Old + The Exterminating Angel
Night at the Movies: An M. Night Shyamalan Retrospective
August 22 - September 4, 2025
Paradise Lost: Time is both hyper-accelerated and eerily suspended as civility crumbles for two groups trapped in “paradise.”
- Thursday, August 28 at 6:15pm (Old) + 8:30pm (The Exterminating Angel)
- Wednesday, September 3 at 1:30pm (Old) + 3:45pm (The Exterminating Angel)
Old
M. Night Shyamalan, 2021, U.S., 108m
A family of four (Gael García Bernal, Vicky Krieps, Alex Wolff, and Thomasin McKenzie) joins a group of strangers on a remote, Edenic beach where time accelerates rapidly, aging them decades in a single day. M. Night Shyamalan turns this Twilight Zone-inflected premise (loosely adapted from the graphic novel Sandcastle) into a parable of mortality, medical anxiety, and the quiet terror of nature outrunning our comprehension. Shot on sun-bleached 35mm by Mike Gioulakis, the film uses elliptical editing, wide lenses, and subtle “Texan switch” sleights to convey the film’s uncanny sense of duration without overt visual effects. Released in the summer of 2021, Old resonated with a world still reeling from pandemic stress—a strange, prescient fable about the ethics of medicine and the disorienting sensation of time being both hyper-accelerated and eerily suspended.
Followed by:
The Exterminating Angel
Luis Buñuel, 1962, Mexico, 93m
Spanish with English subtitles
Luis Buñuel’s surrealist takedown of the frivolous upper class strands a group of elegant dinner guests in a lavish drawing room, and then refuses to let them leave. Post-supper dawdling gives way to claustrophobic inertia as civility unravels and primal instincts rise to the surface.

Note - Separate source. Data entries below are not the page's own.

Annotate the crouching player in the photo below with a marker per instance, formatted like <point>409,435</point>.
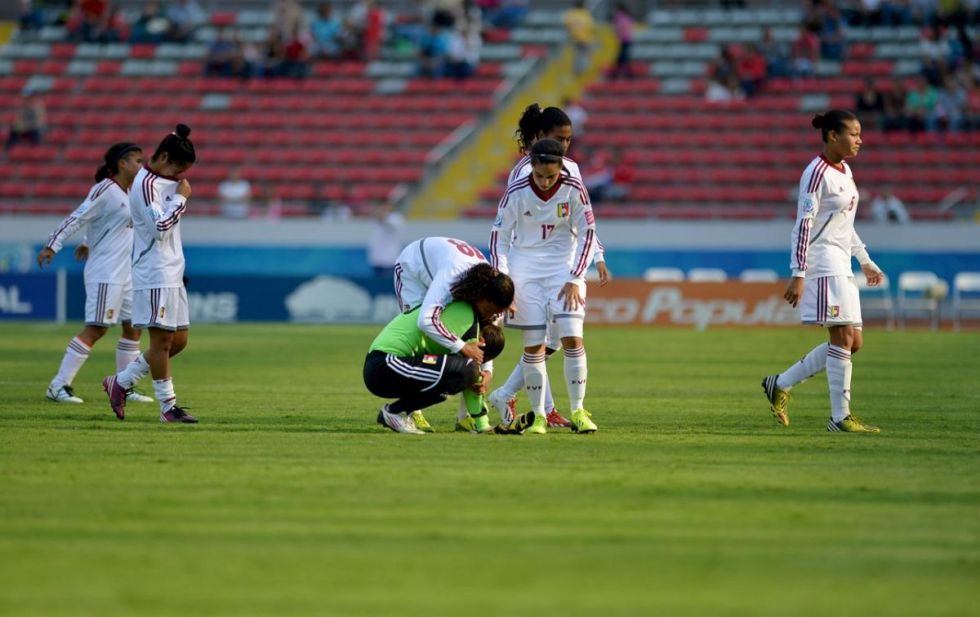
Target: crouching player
<point>405,364</point>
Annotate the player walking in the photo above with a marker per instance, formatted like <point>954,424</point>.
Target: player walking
<point>108,269</point>
<point>158,200</point>
<point>544,237</point>
<point>823,242</point>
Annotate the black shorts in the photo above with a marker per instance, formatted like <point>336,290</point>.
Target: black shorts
<point>390,376</point>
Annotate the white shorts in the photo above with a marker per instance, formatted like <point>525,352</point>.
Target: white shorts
<point>831,301</point>
<point>106,304</point>
<point>164,308</point>
<point>536,305</point>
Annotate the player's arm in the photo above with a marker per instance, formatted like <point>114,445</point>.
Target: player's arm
<point>81,216</point>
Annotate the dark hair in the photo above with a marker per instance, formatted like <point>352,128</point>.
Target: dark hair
<point>486,282</point>
<point>493,341</point>
<point>535,121</point>
<point>832,120</point>
<point>111,158</point>
<point>177,146</point>
<point>546,151</point>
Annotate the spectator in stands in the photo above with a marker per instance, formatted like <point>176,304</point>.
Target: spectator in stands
<point>870,104</point>
<point>326,31</point>
<point>185,17</point>
<point>30,121</point>
<point>777,58</point>
<point>235,194</point>
<point>623,23</point>
<point>581,30</point>
<point>806,52</point>
<point>886,207</point>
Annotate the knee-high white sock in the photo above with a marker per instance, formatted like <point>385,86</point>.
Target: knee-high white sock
<point>126,352</point>
<point>808,366</point>
<point>75,356</point>
<point>136,370</point>
<point>164,391</point>
<point>839,381</point>
<point>535,378</point>
<point>515,382</point>
<point>576,374</point>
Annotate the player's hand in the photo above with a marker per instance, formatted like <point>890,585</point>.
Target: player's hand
<point>875,277</point>
<point>573,297</point>
<point>45,257</point>
<point>794,291</point>
<point>473,351</point>
<point>603,271</point>
<point>184,188</point>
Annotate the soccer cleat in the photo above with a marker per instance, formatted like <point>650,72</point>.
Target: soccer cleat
<point>117,396</point>
<point>582,422</point>
<point>64,394</point>
<point>850,424</point>
<point>778,399</point>
<point>421,423</point>
<point>176,414</point>
<point>556,420</point>
<point>505,407</point>
<point>397,422</point>
<point>136,397</point>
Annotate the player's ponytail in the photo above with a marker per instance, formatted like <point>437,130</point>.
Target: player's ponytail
<point>177,146</point>
<point>110,160</point>
<point>832,120</point>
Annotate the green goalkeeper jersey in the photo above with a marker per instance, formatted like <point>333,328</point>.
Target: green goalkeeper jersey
<point>403,337</point>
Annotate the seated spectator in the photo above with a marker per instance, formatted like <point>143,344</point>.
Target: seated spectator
<point>30,121</point>
<point>886,207</point>
<point>235,193</point>
<point>185,17</point>
<point>870,104</point>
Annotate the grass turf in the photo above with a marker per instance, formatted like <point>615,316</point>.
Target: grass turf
<point>287,499</point>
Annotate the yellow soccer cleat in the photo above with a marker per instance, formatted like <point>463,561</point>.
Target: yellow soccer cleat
<point>850,424</point>
<point>582,422</point>
<point>421,423</point>
<point>778,399</point>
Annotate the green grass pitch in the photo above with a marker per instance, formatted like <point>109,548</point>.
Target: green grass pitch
<point>287,498</point>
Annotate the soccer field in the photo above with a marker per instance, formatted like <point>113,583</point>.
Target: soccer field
<point>287,498</point>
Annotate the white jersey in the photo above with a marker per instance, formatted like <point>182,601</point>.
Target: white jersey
<point>544,235</point>
<point>109,235</point>
<point>436,263</point>
<point>158,254</point>
<point>823,238</point>
<point>568,167</point>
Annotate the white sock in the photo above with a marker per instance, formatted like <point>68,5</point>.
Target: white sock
<point>164,390</point>
<point>136,370</point>
<point>535,378</point>
<point>515,382</point>
<point>839,381</point>
<point>576,374</point>
<point>75,356</point>
<point>126,352</point>
<point>808,366</point>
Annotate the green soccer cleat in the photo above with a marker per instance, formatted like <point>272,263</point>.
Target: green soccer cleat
<point>582,422</point>
<point>778,399</point>
<point>850,424</point>
<point>421,423</point>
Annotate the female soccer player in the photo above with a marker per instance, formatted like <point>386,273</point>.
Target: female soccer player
<point>157,200</point>
<point>535,124</point>
<point>823,242</point>
<point>108,270</point>
<point>544,237</point>
<point>426,273</point>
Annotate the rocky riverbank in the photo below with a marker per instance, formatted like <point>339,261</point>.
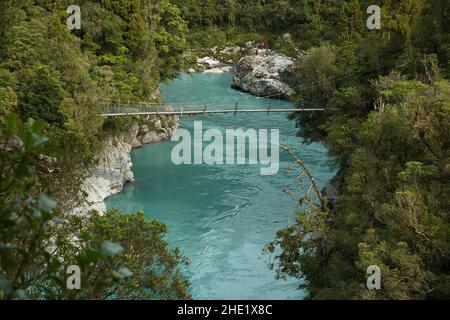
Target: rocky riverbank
<point>113,169</point>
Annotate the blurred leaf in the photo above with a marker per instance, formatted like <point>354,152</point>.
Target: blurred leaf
<point>110,249</point>
<point>46,203</point>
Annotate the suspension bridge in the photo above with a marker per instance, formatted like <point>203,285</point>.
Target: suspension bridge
<point>121,109</point>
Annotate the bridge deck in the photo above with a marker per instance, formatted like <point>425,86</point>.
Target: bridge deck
<point>182,112</point>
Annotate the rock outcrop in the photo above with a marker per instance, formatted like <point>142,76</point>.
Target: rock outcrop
<point>210,65</point>
<point>264,73</point>
<point>113,169</point>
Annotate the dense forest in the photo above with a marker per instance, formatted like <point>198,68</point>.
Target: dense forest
<point>387,93</point>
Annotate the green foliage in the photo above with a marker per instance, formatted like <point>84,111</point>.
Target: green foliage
<point>393,209</point>
<point>120,256</point>
<point>42,96</point>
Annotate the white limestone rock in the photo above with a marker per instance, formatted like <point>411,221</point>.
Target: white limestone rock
<point>262,73</point>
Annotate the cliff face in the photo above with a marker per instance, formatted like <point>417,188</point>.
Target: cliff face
<point>113,169</point>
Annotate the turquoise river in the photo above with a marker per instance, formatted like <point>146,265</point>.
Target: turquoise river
<point>222,216</point>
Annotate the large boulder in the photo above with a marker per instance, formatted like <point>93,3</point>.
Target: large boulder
<point>263,73</point>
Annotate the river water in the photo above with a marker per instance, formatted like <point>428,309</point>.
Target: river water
<point>222,216</point>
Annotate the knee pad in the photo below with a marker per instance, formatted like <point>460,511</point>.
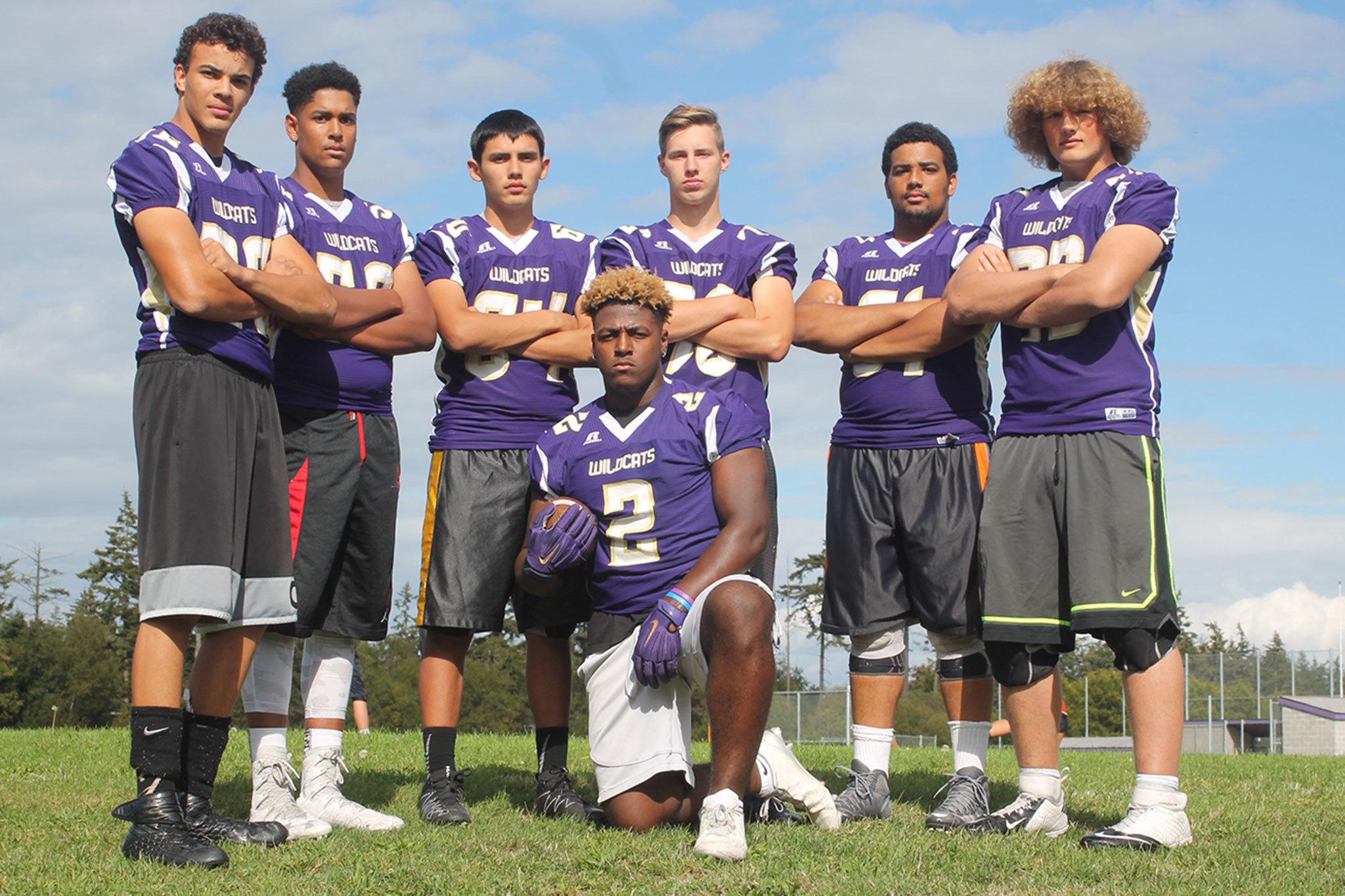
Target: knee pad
<point>961,656</point>
<point>327,671</point>
<point>880,653</point>
<point>1021,664</point>
<point>271,676</point>
<point>1138,649</point>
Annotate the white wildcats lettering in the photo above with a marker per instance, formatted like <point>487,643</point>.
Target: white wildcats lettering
<point>522,276</point>
<point>891,274</point>
<point>237,214</point>
<point>631,461</point>
<point>346,244</point>
<point>698,269</point>
<point>1047,227</point>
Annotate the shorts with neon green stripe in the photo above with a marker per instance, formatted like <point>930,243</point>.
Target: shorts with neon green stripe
<point>1074,538</point>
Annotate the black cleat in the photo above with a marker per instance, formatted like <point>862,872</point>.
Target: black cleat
<point>158,833</point>
<point>441,798</point>
<point>556,796</point>
<point>768,811</point>
<point>204,821</point>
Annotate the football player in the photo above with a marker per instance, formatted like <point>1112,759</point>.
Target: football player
<point>503,285</point>
<point>906,472</point>
<point>214,265</point>
<point>676,477</point>
<point>740,277</point>
<point>1074,531</point>
<point>335,391</point>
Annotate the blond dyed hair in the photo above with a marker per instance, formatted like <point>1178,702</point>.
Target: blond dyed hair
<point>1075,83</point>
<point>685,116</point>
<point>627,286</point>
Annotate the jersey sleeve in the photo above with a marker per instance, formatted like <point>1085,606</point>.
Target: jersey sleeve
<point>148,175</point>
<point>1146,200</point>
<point>437,257</point>
<point>622,249</point>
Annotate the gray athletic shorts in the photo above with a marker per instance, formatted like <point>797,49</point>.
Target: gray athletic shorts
<point>475,524</point>
<point>636,733</point>
<point>214,523</point>
<point>1074,538</point>
<point>902,539</point>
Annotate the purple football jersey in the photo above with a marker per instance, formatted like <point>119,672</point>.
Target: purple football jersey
<point>233,203</point>
<point>1099,373</point>
<point>503,400</point>
<point>940,400</point>
<point>728,259</point>
<point>648,482</point>
<point>355,245</point>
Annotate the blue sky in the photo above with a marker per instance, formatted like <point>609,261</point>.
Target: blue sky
<point>1247,113</point>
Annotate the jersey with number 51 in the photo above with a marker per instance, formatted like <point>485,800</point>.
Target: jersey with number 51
<point>355,245</point>
<point>232,202</point>
<point>648,482</point>
<point>728,259</point>
<point>503,400</point>
<point>1098,373</point>
<point>937,402</point>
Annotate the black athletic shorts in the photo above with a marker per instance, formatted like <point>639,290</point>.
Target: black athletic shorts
<point>902,539</point>
<point>345,469</point>
<point>1074,538</point>
<point>475,524</point>
<point>213,521</point>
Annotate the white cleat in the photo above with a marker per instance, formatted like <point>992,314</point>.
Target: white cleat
<point>1160,822</point>
<point>320,794</point>
<point>722,834</point>
<point>794,785</point>
<point>273,796</point>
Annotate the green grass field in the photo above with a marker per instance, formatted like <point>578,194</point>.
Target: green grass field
<point>1264,824</point>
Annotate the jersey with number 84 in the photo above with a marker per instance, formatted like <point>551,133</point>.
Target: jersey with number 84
<point>649,485</point>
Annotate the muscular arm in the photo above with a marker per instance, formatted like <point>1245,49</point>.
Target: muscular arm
<point>766,337</point>
<point>926,335</point>
<point>1122,255</point>
<point>190,281</point>
<point>477,333</point>
<point>824,324</point>
<point>739,482</point>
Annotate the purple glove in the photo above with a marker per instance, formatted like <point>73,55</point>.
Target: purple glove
<point>659,641</point>
<point>565,544</point>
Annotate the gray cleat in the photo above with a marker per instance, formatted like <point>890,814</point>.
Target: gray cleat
<point>866,796</point>
<point>966,805</point>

Shot in Mexico with an ensemble led by Silvia Pinal, The Exterminating Angel remains one of Buñuel’s most masterful and incisive social dissections: a darkly funny, increasingly eerie chamber piece where social codes collapse into inexplicable savagery, or is it inexplicable? To this day a lively, biting, macabre comedy that was controversial in its time (and banned in Franco-era Spain for its anti-elite subtext), yet its core themes still resonate with uncanny oracular power.